Operation¶

The following aspects apply to managing Trino Gateway and the connected Trino clusters.

Query History UI - check query plans etc.¶

Trino Gateway records history of recent queries and displays links to check query details page in respective trino cluster. trino.gateway.io

Cluster UI - add and modify cluster information¶

The cluster page is used to configure Trino Gateway for multiple Trino clusters. Existing cluster information can also be modified using the edit button.

trino.gateway.io/entity

Graceful shutdown¶

Trino Gateway supports graceful shutdown of Trino clusters. Even when a cluster is deactivated, any submitted query states can still be retrieved based on the Query ID.

To graceful shutdown a trino cluster without query losses, the steps are:

Deactivate the cluster by turning off the 'Active' switch. This ensures that no new incoming queries are routed to the cluster.
Poll the Trino cluster coordinator URL until the queued query count and the running query count are both zero.
Terminate the Trino coordinator and worker Java processes.

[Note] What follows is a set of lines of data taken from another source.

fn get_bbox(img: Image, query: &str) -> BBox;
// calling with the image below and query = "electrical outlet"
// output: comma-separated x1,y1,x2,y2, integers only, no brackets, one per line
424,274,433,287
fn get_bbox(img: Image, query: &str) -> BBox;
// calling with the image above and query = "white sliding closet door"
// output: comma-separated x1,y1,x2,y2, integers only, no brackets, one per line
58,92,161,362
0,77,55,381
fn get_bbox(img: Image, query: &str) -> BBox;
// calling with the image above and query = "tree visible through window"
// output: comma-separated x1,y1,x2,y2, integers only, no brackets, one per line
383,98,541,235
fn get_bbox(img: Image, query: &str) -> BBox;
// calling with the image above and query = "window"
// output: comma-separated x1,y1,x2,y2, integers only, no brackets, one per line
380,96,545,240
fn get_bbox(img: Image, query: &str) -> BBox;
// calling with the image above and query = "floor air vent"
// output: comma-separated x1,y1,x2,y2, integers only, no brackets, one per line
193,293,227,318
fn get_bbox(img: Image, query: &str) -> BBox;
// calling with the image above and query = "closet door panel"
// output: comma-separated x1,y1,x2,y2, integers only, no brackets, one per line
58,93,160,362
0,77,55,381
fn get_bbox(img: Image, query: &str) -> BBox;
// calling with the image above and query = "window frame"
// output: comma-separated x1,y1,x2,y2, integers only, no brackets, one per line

To gracefully shutdown a single worker process, refer to the Trino documentation for more details.

Query routing options¶

The default router selects the cluster randomly to route the queries.
If you want to route the queries to the least loaded cluster for a user so the cluster with the fewest running or queued queries, use QueryCountBasedRouter. You can enable it by adding the module name to the modules section of the config file:

modules:
  - io.trino.gateway.ha.module.QueryCountBasedRouterProvider

- The router operates based on the stats it receives from the clusters, such as the number of queued and running queries. These values are retrieved at regular intervals. This interval can be configured by setting taskDelay under monitor section in the config file. The default interval is 1 minute

monitor:
  taskDelay: 1m

Monitoring ¶

Trino Gateway provides a metrics endpoint that uses the OpenMetrics format at /metrics. Use it to monitor Trino Gateway instances with Prometheus and other compatible systems with the following Prometheus configuration:

scrape_configs:
- job_name: trino_gateway
  static_configs:
    - targets:
        - gateway1.example.com:8080

Trino Gateway health endpoints¶

Trino Gateway provides two API endpoints to indicate the current status of the server:

/trino-gateway/livez always returns status code 200, indicating the server is alive. However, it might not respond if the Trino Gateway is too busy, stuck, or taking a long time for garbage collection.
/trino-gateway/readyz returns status code 200, indicating the server has completed initialization and is ready to serve requests. This means the initial connection to the database and the first round of health check on Trino clusters are completed. Otherwise, status code 503 is returned.